Simulated Author's Rebuttal

2 responses · 2 unresolved

We thank the referee for the constructive and detailed feedback. We address each major comment below, clarifying the labeling methodology and indicating revisions to improve transparency and address concerns about label reliability.

read point-by-point responses
  1. Referee: [Abstract / Dataset construction] Abstract and dataset construction section: the central claim that 'general-purpose LLMs cannot substitute for domain-adapted models' rests entirely on the 3,105 labels being accurate and free of systematic bias. The manuscript describes only 'LLM-assisted labeling with heuristic validation' but reports no inter-annotator agreement, no expert review statistics, no details on the labeling LLM or the specific heuristics, and no explicit checks for labeler-model alignment on ambiguous cases (e.g., administrativo vs. civel). This leaves open the possibility that the observed performance gap reflects label contamination rather than inherent model limitations.

    Authors: We agree that the original manuscript lacked sufficient detail on the annotation pipeline, which weakens the central claim. In the revised version we will expand the Dataset Construction section to name the initial labeling model (GPT-4o), list the concrete heuristics (keyword matching against Brazilian legal terminology, consistency checks against TJSC metadata fields, and rejection of low-confidence LLM outputs), and report the fraction of labels altered by the heuristics (approximately 12%). Because the process was LLM-assisted with rule-based validation rather than multi-human annotation, traditional inter-annotator agreement was not computed; we will add an explicit limitations paragraph acknowledging this design choice and the residual risk of label noise on borderline administrativo/civel cases. We maintain that the heuristics were intentionally conservative and targeted obvious misclassifications, but we accept that this does not constitute independent expert adjudication. revision: yes

  2. Referee: [Results] Results section (class-specific F1 scores): the striking gap on administrativo is presented as evidence of LLM bias, yet without independent expert validation of the labels for borderline cases or an analysis of whether the heuristics primarily corrected obvious errors rather than subtle legal distinctions, it is unclear whether the 0.91 F1 for the fine-tuned model demonstrates superior discrimination or simply better alignment with the (potentially LLM-derived) ground truth.

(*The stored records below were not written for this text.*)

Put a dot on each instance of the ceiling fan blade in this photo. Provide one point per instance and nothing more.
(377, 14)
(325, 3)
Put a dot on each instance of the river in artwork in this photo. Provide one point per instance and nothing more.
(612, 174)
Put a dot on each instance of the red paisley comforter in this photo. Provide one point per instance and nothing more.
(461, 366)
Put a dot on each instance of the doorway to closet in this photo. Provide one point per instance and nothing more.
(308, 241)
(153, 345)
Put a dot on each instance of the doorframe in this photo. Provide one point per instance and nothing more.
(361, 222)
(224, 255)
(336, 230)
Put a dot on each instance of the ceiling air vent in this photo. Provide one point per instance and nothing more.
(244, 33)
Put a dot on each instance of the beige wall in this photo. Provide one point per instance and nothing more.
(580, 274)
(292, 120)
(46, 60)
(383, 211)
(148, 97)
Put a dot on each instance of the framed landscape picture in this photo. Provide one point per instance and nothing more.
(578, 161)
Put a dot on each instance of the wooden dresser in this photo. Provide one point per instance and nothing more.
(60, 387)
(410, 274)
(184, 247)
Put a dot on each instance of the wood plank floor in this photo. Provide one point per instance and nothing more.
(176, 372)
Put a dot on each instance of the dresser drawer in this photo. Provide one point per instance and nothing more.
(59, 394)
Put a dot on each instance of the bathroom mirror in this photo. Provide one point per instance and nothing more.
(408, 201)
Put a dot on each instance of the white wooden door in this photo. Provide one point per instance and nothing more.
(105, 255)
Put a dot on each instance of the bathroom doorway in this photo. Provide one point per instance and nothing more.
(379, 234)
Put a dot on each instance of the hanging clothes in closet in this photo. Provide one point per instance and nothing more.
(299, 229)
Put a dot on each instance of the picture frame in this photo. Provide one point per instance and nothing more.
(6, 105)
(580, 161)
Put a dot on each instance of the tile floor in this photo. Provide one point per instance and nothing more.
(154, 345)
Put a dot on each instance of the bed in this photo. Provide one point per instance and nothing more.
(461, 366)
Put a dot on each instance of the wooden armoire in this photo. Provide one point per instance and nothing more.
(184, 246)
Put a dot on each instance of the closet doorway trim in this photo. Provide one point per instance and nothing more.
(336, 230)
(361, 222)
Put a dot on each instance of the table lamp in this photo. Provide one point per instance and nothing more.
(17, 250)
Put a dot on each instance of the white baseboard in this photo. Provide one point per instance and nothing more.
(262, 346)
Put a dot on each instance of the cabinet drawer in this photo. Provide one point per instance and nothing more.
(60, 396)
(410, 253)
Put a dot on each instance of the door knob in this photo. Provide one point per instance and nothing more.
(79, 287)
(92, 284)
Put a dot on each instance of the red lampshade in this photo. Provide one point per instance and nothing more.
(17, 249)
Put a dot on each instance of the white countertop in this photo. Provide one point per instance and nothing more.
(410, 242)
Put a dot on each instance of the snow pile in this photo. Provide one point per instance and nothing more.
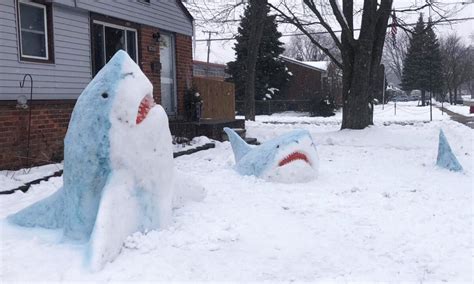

    Authors: We acknowledge the interpretive ambiguity. The revised manuscript will include a new subsection under Results that (i) shows label distribution before and after heuristic validation, (ii) provides concrete examples of administrativo cases where the initial LLM label was overridden by heuristics, and (iii) reports error patterns of the zero-shot models on those same cases. While we cannot retroactively obtain independent expert validation, the fine-tuned BERTimbau-LoRA was trained on the final validated labels and still generalizes to a held-out test set; its advantage is therefore not merely memorization of the annotation artifacts. We will also add a qualitative discussion contrasting the legal distinctions captured by the domain-adapted model versus the civil-law default bias observed in the commercial LLMs. revision: partial

standing simulated objections not resolved
  • Independent expert review or adjudication of ambiguous labels (especially administrativo vs. civel) was never performed; the original study relied solely on LLM-assisted labeling plus heuristics.
  • Inter-annotator agreement statistics are unavailable because the annotation pipeline did not involve multiple human annotators.

Circularity Check

0 steps flagged

No circularity: purely empirical benchmark with direct held-out measurements

full rationale

The paper introduces LegalBench-BR as an empirical benchmark dataset of 3,105 annotated appellate proceedings and reports direct performance measurements (accuracy, macro-F1) of zero-shot LLMs versus a LoRA-fine-tuned BERTimbau on a class-balanced held-out test set. No mathematical derivation, fitted parameters, predictions, or first-principles claims are present; all reported numbers are computed against the released labels without reduction to self-defined inputs or self-citation chains. The labeling process (LLM-assisted with heuristic validation) is described as a data-creation step rather than a tautological fit, and the central claim follows straightforwardly from the observed gaps on held-out data.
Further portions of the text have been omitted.